As the name implies, head lice are specialized to live among the hair present on the human head and are exquisitely adapted to living mainly on the scalp and neck hairs of their human host. Lice present on other body parts covered by hair are not head lice but are either pubic lice (Pthirus pubis) or body lice (Pediculus humanus humanus).
Pathophysiology
The main mode of transmission is contact with a person who is already infested (i.e., head-to-head contact). Contact is common during play (sports activities, playgrounds, at camp, and slumber parties) at school and at home.
Causes
Pediculus humanus capitis, the head louse, is an insect of the order Anoplura and is an ectoparasite whose only host are humans. The louse feeds on blood several times daily and resides close to the scalp to maintain its body temperature.
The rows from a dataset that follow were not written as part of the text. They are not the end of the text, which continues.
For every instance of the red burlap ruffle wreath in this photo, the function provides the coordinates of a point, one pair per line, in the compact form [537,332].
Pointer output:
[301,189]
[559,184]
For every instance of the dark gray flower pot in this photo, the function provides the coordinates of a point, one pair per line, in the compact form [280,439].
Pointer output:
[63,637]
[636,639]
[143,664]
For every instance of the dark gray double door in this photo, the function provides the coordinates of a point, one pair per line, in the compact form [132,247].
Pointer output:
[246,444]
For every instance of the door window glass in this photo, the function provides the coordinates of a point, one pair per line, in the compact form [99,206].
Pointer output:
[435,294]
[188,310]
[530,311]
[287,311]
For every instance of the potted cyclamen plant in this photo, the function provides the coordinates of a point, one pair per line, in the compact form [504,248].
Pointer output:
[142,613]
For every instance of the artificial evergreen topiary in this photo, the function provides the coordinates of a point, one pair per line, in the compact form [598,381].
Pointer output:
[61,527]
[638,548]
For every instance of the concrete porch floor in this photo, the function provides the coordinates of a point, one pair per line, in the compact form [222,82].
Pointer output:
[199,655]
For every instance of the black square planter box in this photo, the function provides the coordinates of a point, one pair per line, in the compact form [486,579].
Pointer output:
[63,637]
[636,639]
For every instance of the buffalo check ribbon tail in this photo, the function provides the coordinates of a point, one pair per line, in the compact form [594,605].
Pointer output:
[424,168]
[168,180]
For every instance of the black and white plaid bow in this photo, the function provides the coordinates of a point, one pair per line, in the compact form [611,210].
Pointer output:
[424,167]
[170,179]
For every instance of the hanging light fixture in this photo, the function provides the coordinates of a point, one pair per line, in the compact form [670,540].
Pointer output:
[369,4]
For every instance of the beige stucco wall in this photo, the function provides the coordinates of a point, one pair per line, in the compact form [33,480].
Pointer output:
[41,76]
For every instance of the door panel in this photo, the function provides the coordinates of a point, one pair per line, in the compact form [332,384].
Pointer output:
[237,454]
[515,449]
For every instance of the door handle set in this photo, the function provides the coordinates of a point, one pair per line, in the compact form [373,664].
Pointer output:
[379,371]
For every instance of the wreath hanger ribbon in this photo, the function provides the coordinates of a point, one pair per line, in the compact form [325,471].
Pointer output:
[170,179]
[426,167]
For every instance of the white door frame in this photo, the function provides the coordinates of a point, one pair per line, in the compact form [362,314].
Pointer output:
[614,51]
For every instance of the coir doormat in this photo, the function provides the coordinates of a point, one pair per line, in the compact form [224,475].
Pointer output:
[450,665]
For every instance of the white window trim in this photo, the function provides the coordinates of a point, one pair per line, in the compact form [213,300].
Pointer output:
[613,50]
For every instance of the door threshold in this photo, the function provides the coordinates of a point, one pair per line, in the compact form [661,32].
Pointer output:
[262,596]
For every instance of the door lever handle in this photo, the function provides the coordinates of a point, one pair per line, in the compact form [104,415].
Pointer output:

Epidemiology and Demographics
In the United States, infestation with head lice (Pediculus humanus capitis) is most common among preschool- and elementary school-age children and their household members and caretakers. Head lice are not known to transmit disease; however, secondary bacterial infection of the skin resulting from scratching can occur with any lice infestation.
Diagnosis
History and Symptoms
Pediculosis capitiss can be asymptomatic, particularly with a first infestation or when an infestation is light. Itching ("pruritus") is the most common symptom of Pediculosis capitis and is caused by an allergic reaction to louse bites. It may take 4-6 weeks for itching to appear the first time a person has head lice.
Physical Examination
An infestation is diagnosed by looking closely through the hair and scalp for nits, nymphs, or adults. Finding a nymph or adult may be difficult; there are usually few of them and they can move quickly from searching fingers. If crawling lice are not seen, finding nits within a 1/4 inch of the scalp confirms that a person is infested and should be treated.
Other Diagnostic Studies
The condition is diagnosed by the presence of lice or eggs in the hair, which is facilitated by using a magnifying glass or running a comb through the child's hair. In questionable cases, a child can be referred to a health professional. However, the condition is overdiagnosed, with extinct infestations being mistaken for active ones. As a result, lice-killing treatments are more often used on noninfested than infested children.[1] The use of a louse comb is the most effective way to detect living lice.[2]
Treatment
Secondary Prevention
Examination of the child’s head at regular intervals using a louse comb allows the diagnosis of louse infestation at an early stage.
References
- ↑ Pollack RJ, Kiszewski AE, Spielman A (2000). "Overdiagnosis and consequent mismanagement of head louse infestations in North America". The Pediatric Infectious Diseases Journal. 19 (8): 689–93. doi:10.1097/00006454-200008000-00003. PMID 10959734.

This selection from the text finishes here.